Many continued hoping that the epidemic would soon die out and they and their families be spared. Thus they felt under no obligation to make any change in their habits as yet. Plague was for them an unwelcome visitant, bound to take its leave one day as unexpectedly as it had come. Alarmed, but far from desperate, they hadn’t yet reached the phase when plague would seem to them the very tissue of their existence; when they forgot the lives that until now it had been given them to lead. In short, they were waiting for the turn of events.

That’s the paragraph that feels particularly relevant to me, but it’s well worth reading the whole passage it comes from:

Cover of the first edition of The Plague.

Toward the end of the month the ecclesiastical authorities in our town resolved to do battle against the plague with the weapons appropriate to them, and organized a Week of Prayer. These manifestations of public piety were to be concluded on Sunday by a High Mass celebrated under the auspices of St. Roch, the plague-stricken saint, and Father Paneloux was asked to preach the sermon. For a fortnight he desisted from the research work on St. Augustine and the African Church that had won for him a high place in his Order. A man of a passionate, fiery temperament, he flung himself wholeheartedly into the task assigned him. The sermon was a topic of conversation long before it was delivered and, in its way, it marks an important date in the history of the period.

There were large attendances at the services of the Week of Prayer. It must not, however, be assumed that in normal times the townsfolk of Oran are particularly devout. On Sunday mornings, for instance, sea-bathing competed seriously with churchgoing. Nor must it be thought that they had seen a great light and had a sudden change of heart. But, for one thing, now that the town was closed and harbor out of bounds, there was no question of bathing; moreover, they were in a quite exceptional frame of mind and, though in their heart of hearts they were far from recognizing the enormity of what had come on them, they couldn’t help feeling, for obvious reasons, that decidedly something had changed.
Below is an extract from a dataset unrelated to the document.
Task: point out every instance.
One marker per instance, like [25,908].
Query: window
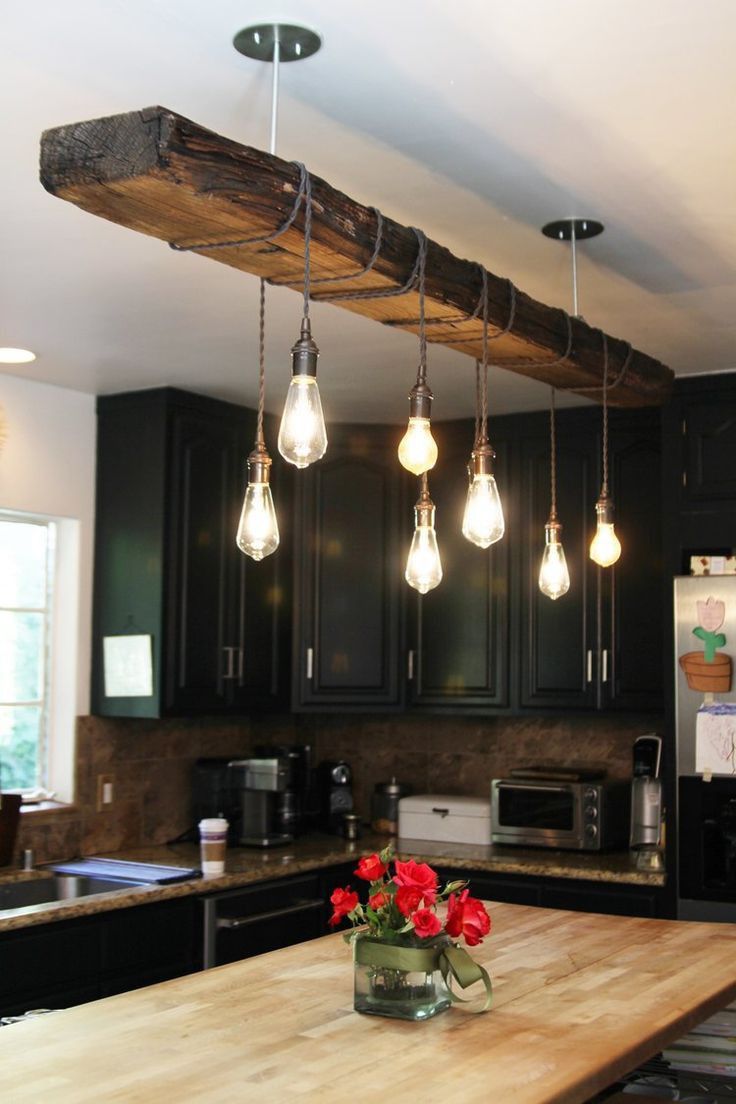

Nevertheless, many continued hoping that the epidemic would soon die out and they and their families be spared. Thus they felt under no obligation to make any change in their habits as yet. Plague was for them an unwelcome visitant, bound to take its leave one day as unexpectedly as it had come. Alarmed, but far from desperate, they hadn’t yet reached the phase when plague would seem to them the very tissue of their existence; when they forgot the lives that until now it had been given them to lead. In short, they were waiting for the turn of events.

With regard to religion, as to many other problems, plague had induced in them a curious frame of mind, as remote from indifference as from fervor; the best name to give it, perhaps, might be “objectivity.” Most of those who part in the Week of Prayer would have echoed a remark made by one of the churchgoers in Dr. Rieux’s hearing: “Anyhow, it can’t do any harm.”